Holiday Spending Predictions: Up, Down, and Sideways

Nov 23, 2005 8:35 AM  By

While the National Retail Federation (NRF) has turned cautiously optimistic on holiday sales, merchants this season face consumers determined to hold the line on gift spending, according to a report from the Conference Board.

The NRF has raised its holiday forecast, predicting consumer spending will increase 6%, to $439.53 billion, over last year. In September the NRF had predicted a 5% holiday sales increase over last year. This week marks the first time the group increased its forecast during the holiday season. The world’s largest retail trade organization cited strong October sales and falling gasoline prices for its renewed optimism.

“As gasoline prices decrease, consumers are finding a little extra padding in their wallets,” NRF chief economist Rosalind Wells said in a statement.

But according to a Conference Board survey of 5,000 U.S. households, the average household intends to spend $466 this year on holiday gifts, compared with $476 last year. “Consumers appear to have less Christmas spirit heading into Thanksgiving this year,” says Lynn Franco, director of the Conference Board Consumer Research Center.

Does the Conference Board’s report mean holiday spending will drop overall? Not necessarily, according to Franco, who pegs this year’s holiday spending increase at 3%-5%. But merchants are going to have to lure consumers into their stores and onto their Websites with more-aggressive promotions and then hope they can get shoppers to spend more once they get their hooks into them, she says.

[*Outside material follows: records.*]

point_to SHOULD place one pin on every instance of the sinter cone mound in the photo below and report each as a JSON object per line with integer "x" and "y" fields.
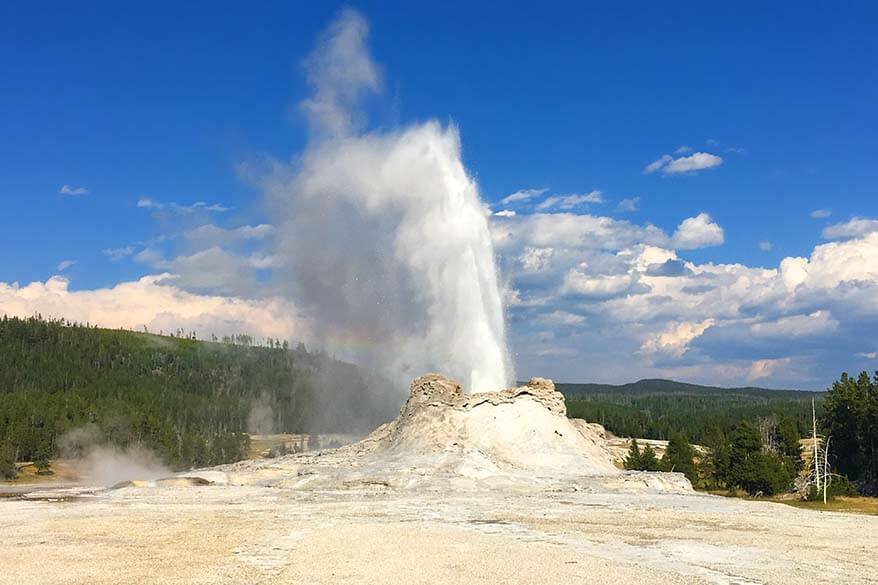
{"x": 445, "y": 438}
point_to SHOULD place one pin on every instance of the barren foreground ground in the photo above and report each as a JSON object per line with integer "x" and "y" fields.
{"x": 481, "y": 488}
{"x": 249, "y": 534}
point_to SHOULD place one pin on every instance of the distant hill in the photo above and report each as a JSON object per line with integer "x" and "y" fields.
{"x": 189, "y": 401}
{"x": 655, "y": 386}
{"x": 652, "y": 408}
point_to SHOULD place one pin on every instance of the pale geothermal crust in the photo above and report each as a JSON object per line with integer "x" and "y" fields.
{"x": 481, "y": 488}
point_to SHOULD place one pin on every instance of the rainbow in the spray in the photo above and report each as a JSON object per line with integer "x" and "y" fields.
{"x": 384, "y": 235}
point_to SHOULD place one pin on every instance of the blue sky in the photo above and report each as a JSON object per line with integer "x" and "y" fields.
{"x": 163, "y": 103}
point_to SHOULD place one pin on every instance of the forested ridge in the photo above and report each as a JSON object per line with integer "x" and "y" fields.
{"x": 655, "y": 408}
{"x": 190, "y": 401}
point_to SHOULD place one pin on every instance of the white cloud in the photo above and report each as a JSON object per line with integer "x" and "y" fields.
{"x": 793, "y": 325}
{"x": 692, "y": 163}
{"x": 856, "y": 227}
{"x": 761, "y": 369}
{"x": 817, "y": 323}
{"x": 698, "y": 232}
{"x": 522, "y": 195}
{"x": 669, "y": 165}
{"x": 212, "y": 235}
{"x": 675, "y": 338}
{"x": 658, "y": 164}
{"x": 148, "y": 203}
{"x": 73, "y": 191}
{"x": 535, "y": 259}
{"x": 147, "y": 302}
{"x": 629, "y": 204}
{"x": 566, "y": 202}
{"x": 600, "y": 286}
{"x": 118, "y": 253}
{"x": 561, "y": 318}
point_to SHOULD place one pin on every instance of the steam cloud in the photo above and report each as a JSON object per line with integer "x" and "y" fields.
{"x": 384, "y": 240}
{"x": 99, "y": 463}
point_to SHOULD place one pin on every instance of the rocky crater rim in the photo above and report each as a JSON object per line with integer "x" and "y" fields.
{"x": 439, "y": 390}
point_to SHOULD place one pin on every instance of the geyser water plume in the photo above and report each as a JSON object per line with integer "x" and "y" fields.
{"x": 383, "y": 235}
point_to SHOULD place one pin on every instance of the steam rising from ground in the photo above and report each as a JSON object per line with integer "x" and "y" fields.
{"x": 383, "y": 235}
{"x": 98, "y": 463}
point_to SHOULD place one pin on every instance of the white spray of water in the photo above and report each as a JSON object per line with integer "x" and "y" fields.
{"x": 384, "y": 237}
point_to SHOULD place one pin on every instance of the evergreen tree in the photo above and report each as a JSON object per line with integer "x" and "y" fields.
{"x": 633, "y": 460}
{"x": 851, "y": 420}
{"x": 649, "y": 461}
{"x": 680, "y": 457}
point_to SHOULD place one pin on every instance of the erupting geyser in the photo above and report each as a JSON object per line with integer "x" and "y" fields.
{"x": 384, "y": 236}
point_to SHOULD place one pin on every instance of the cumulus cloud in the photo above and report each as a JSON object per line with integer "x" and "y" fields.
{"x": 668, "y": 165}
{"x": 522, "y": 195}
{"x": 675, "y": 338}
{"x": 698, "y": 232}
{"x": 118, "y": 253}
{"x": 570, "y": 201}
{"x": 148, "y": 203}
{"x": 213, "y": 270}
{"x": 649, "y": 312}
{"x": 629, "y": 204}
{"x": 148, "y": 303}
{"x": 72, "y": 191}
{"x": 854, "y": 228}
{"x": 213, "y": 235}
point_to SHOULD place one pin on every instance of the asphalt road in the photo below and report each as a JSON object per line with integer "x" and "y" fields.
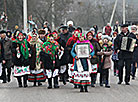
{"x": 9, "y": 92}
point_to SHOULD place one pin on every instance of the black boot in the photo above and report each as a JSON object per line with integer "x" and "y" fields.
{"x": 56, "y": 82}
{"x": 81, "y": 89}
{"x": 50, "y": 83}
{"x": 85, "y": 87}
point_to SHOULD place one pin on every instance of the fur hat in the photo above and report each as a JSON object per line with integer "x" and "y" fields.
{"x": 41, "y": 31}
{"x": 2, "y": 31}
{"x": 106, "y": 37}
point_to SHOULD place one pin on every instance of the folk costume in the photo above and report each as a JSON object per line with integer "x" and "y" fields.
{"x": 127, "y": 41}
{"x": 21, "y": 53}
{"x": 49, "y": 57}
{"x": 36, "y": 69}
{"x": 82, "y": 66}
{"x": 95, "y": 59}
{"x": 105, "y": 53}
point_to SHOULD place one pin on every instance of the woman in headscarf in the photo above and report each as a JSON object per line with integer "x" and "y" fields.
{"x": 95, "y": 58}
{"x": 82, "y": 65}
{"x": 49, "y": 57}
{"x": 37, "y": 74}
{"x": 21, "y": 54}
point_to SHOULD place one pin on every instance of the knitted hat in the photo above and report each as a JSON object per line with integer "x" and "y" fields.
{"x": 81, "y": 34}
{"x": 41, "y": 31}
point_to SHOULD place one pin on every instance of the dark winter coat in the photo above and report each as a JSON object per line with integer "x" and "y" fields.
{"x": 7, "y": 45}
{"x": 19, "y": 61}
{"x": 97, "y": 48}
{"x": 117, "y": 46}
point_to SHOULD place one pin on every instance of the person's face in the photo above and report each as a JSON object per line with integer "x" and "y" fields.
{"x": 34, "y": 38}
{"x": 55, "y": 36}
{"x": 45, "y": 25}
{"x": 93, "y": 32}
{"x": 76, "y": 33}
{"x": 99, "y": 36}
{"x": 114, "y": 35}
{"x": 41, "y": 36}
{"x": 65, "y": 31}
{"x": 51, "y": 39}
{"x": 137, "y": 36}
{"x": 81, "y": 38}
{"x": 70, "y": 25}
{"x": 21, "y": 37}
{"x": 8, "y": 34}
{"x": 3, "y": 36}
{"x": 133, "y": 30}
{"x": 124, "y": 29}
{"x": 90, "y": 37}
{"x": 117, "y": 22}
{"x": 105, "y": 41}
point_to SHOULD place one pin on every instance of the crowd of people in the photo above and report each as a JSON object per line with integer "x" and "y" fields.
{"x": 68, "y": 55}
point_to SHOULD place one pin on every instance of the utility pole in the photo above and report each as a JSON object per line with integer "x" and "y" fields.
{"x": 25, "y": 15}
{"x": 114, "y": 9}
{"x": 124, "y": 9}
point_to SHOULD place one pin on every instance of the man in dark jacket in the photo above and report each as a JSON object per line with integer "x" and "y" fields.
{"x": 7, "y": 57}
{"x": 65, "y": 35}
{"x": 125, "y": 56}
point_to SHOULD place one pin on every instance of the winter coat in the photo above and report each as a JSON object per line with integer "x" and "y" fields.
{"x": 84, "y": 61}
{"x": 108, "y": 30}
{"x": 72, "y": 40}
{"x": 105, "y": 56}
{"x": 117, "y": 46}
{"x": 1, "y": 52}
{"x": 20, "y": 61}
{"x": 97, "y": 48}
{"x": 7, "y": 45}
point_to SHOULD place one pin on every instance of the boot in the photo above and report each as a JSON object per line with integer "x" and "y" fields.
{"x": 50, "y": 83}
{"x": 56, "y": 82}
{"x": 39, "y": 84}
{"x": 85, "y": 87}
{"x": 81, "y": 89}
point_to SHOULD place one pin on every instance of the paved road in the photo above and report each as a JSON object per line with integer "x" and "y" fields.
{"x": 117, "y": 93}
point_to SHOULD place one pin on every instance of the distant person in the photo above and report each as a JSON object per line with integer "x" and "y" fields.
{"x": 96, "y": 29}
{"x": 108, "y": 30}
{"x": 70, "y": 26}
{"x": 117, "y": 27}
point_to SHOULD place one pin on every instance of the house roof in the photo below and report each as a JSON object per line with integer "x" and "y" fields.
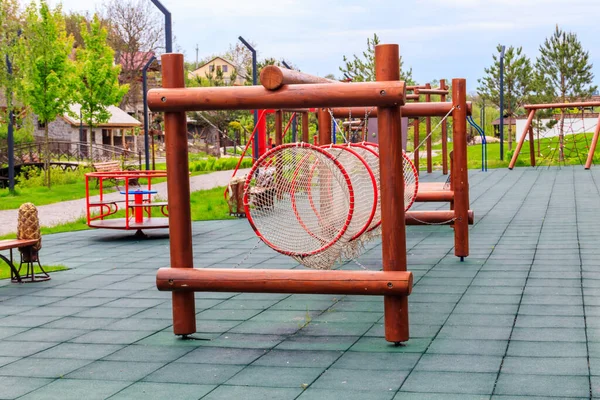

“What we’re seeing is two things at play: Consumers are going onto the holiday season somewhat cautious given the current economic environment and given the fact that we still haven’t been hit with home-heating bills that are expected to be substantially more than last year,” Franco explains. “Second, they’ve become very accustomed to promotions and sales.” Nonetheless, she adds, “I think as long as you get the consumers into the store, they’re likely to open up their wallets.”

Franco’s assessment agrees with that of Purdue University retail expert Richard Feinberg, who predicts holiday spending will increase 2%-4% over last year. Feinberg, who is director of the Purdue Retail Institute and Center for Customer Driven Quality, believes that higher gasoline prices have resulted in the average consumer making one less trip to the mall each month. Consumers still spent the same amount overall, but in fewer stores.

“That is why it is so important for retailers to induce visits and then make it attractive for consumers to spend when they are there,” Feinberg explained via e-mail.

While the holiday shopping season can account for up to 40% of merchants’ annual sales, it can account for up to 75% of their profits, according to Feinberg.

Not surprisingly, online holiday spending is expected to see double-digit increases over last year, but it still amounts to a fraction of consumers’ overall gift budgets.

Thirty-four percent of consumers intend to buy holiday gifts online this year, compared with 33% a year ago, according to the Conference Board. Feinberg—who contends that free shipping is the online merchant’s most effective promotion—predicts that online holiday spending will increase 22%, to $26 billion from $21 billion last year.

Online consumer behavior company comScore Networks predicts online holiday spending on nontravel goods at U.S. Websites will exceed $19 billion during the November-December holiday season, up 24% from last year.

Online retailers face a shorter holiday selling season this year, however, making their holiday promotions that much more crucial, contends Feinberg. “Internet retailing drops off the map following Christmas, and so Internet retailers must get to their consumers much sooner,” said Feinberg in a report.